Given the fact that 80% of agricultural life in Africa is conducted by women and women are now hugely infected and the burden is on them to take care of children, to provide food, to take care of others who are ill, we've got to find labour-saving devices, you've got to find diversification strategies for agriculture that are more drought resistant; and, in the aggregate, we simply need to make more investment in agricultural infrastructure - we've been on a downward trend and we need to get that turned around.

We probably need more take home kits [a bag of items used to care for the very sick] and more community outreach.

So if, for example, John Deere or some other manufacturer of agricultural machinery hears this message, could they do something practical that could help with this effort?

Sure

What could they do?

Be generous. They could provide technical expertise, either to national ministries of agriculture, or working through the [UN's] Food and Agriculture Organisation, or working through a variety of community-based organisations.

I think our success in the long run is going to be based on our ability to identify small neighbourhood community groups, section by section, to provide services and care. But companies can become advocates, they can get their employees engaged, be thoughtful about these issues; there's lot's a company can do.

Would you be calling on companies to do this?

My hope is that companies will be thoughtful about their social responsibility and about the huge needs in the world that they can help to address. I'm hopeful that there will be a number of companies that want to partner with the WFP and help us do our work better and, in the process, increase, enhance the service we provide to millions of people at risk.

If we're serious about the Millennium Development Goals - of cutting hunger in half, reducing infant mortality, improving maternal and child health care, getting water and sanitation to folks, getting more students enrolled in primary education, achieving gender equity in education - it's going to take all of the resources the world has to make progress and everyone has something they can contribute.

So are you actively asking the companies for money, or expertise or - ?

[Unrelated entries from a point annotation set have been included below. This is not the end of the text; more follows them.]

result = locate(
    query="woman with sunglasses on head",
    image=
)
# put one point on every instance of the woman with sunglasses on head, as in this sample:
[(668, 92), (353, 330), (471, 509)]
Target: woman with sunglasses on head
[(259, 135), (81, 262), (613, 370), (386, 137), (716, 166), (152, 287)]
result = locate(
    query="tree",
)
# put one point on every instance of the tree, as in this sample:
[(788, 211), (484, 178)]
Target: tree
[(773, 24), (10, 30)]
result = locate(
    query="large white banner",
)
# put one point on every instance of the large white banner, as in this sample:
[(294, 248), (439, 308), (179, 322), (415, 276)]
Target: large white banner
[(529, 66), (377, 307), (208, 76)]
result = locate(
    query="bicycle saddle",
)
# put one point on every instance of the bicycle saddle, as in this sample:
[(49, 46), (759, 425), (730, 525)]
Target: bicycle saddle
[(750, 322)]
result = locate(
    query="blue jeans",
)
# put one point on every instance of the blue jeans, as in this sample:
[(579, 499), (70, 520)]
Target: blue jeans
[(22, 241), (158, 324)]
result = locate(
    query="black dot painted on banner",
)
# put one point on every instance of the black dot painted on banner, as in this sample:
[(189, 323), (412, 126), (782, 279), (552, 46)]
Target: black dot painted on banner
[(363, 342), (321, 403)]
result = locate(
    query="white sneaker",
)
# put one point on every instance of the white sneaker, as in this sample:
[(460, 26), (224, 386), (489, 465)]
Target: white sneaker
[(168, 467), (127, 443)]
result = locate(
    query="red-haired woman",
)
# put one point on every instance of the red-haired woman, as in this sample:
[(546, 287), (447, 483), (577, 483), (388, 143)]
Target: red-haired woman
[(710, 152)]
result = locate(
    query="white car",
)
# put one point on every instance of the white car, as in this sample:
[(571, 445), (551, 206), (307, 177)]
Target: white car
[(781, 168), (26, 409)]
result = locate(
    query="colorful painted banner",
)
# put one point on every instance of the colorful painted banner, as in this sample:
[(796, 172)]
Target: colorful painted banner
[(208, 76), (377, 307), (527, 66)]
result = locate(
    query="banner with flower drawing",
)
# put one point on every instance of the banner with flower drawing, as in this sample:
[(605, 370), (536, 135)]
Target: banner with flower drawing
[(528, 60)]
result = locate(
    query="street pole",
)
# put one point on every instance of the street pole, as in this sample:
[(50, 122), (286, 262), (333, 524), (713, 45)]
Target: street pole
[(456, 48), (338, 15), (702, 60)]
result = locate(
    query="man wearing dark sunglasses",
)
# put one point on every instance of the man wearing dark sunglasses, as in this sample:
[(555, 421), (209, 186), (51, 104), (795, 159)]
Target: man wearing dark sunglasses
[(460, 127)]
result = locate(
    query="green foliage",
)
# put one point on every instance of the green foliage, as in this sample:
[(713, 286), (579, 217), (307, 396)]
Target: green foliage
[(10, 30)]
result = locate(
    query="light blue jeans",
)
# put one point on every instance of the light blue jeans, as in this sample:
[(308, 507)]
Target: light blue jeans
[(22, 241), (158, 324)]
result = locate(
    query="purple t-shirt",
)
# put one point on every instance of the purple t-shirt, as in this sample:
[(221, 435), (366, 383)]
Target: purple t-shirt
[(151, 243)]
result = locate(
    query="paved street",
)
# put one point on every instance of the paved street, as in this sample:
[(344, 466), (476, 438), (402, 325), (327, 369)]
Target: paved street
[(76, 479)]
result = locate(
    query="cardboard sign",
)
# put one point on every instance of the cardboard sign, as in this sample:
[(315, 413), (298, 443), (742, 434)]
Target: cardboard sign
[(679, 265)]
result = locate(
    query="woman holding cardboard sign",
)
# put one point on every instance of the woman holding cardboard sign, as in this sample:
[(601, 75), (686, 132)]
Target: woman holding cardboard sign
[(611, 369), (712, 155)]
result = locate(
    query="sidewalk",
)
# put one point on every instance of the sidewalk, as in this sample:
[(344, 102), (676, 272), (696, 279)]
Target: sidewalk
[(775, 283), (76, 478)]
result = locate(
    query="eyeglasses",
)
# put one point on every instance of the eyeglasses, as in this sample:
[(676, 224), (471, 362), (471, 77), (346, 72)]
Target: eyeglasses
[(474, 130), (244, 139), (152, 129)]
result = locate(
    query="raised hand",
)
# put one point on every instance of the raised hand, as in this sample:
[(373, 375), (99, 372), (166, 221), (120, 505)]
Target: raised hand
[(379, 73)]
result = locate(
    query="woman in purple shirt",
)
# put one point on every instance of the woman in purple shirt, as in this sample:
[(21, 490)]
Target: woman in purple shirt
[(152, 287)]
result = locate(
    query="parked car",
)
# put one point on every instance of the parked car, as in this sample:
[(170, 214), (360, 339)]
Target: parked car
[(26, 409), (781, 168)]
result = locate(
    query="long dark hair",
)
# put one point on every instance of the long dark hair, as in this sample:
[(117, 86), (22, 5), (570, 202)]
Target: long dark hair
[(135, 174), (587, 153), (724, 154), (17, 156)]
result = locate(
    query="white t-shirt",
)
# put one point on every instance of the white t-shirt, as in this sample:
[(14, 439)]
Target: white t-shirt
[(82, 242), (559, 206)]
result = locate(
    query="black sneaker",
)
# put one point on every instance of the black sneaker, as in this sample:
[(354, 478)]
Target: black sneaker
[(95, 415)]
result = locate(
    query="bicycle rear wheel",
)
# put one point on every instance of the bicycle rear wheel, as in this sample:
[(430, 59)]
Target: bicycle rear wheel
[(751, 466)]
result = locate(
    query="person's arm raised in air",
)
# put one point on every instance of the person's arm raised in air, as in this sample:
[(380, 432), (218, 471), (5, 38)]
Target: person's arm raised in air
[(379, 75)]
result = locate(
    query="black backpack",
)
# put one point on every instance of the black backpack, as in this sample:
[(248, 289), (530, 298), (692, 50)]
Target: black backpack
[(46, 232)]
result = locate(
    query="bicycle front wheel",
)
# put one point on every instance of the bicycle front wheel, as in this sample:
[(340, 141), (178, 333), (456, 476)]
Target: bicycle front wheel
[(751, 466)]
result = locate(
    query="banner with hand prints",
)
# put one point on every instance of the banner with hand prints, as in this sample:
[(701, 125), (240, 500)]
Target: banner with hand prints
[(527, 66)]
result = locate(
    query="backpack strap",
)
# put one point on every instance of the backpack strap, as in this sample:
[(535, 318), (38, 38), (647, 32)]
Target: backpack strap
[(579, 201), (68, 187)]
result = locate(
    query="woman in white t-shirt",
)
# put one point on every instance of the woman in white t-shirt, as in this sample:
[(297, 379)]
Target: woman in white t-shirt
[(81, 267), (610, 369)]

Well I would hope that we could find ways that the business community worldwide could be involved with us in terms of supporting our work, helping to improve our work, to educate their employees about our work; they can help to be thoughtful about how we get lightweight agricultural implements, how we can improve the delivery of seeds and agriculture, how we can improve access to water, improve healthcare and get medical help to people - this is an unusual set of circumstances.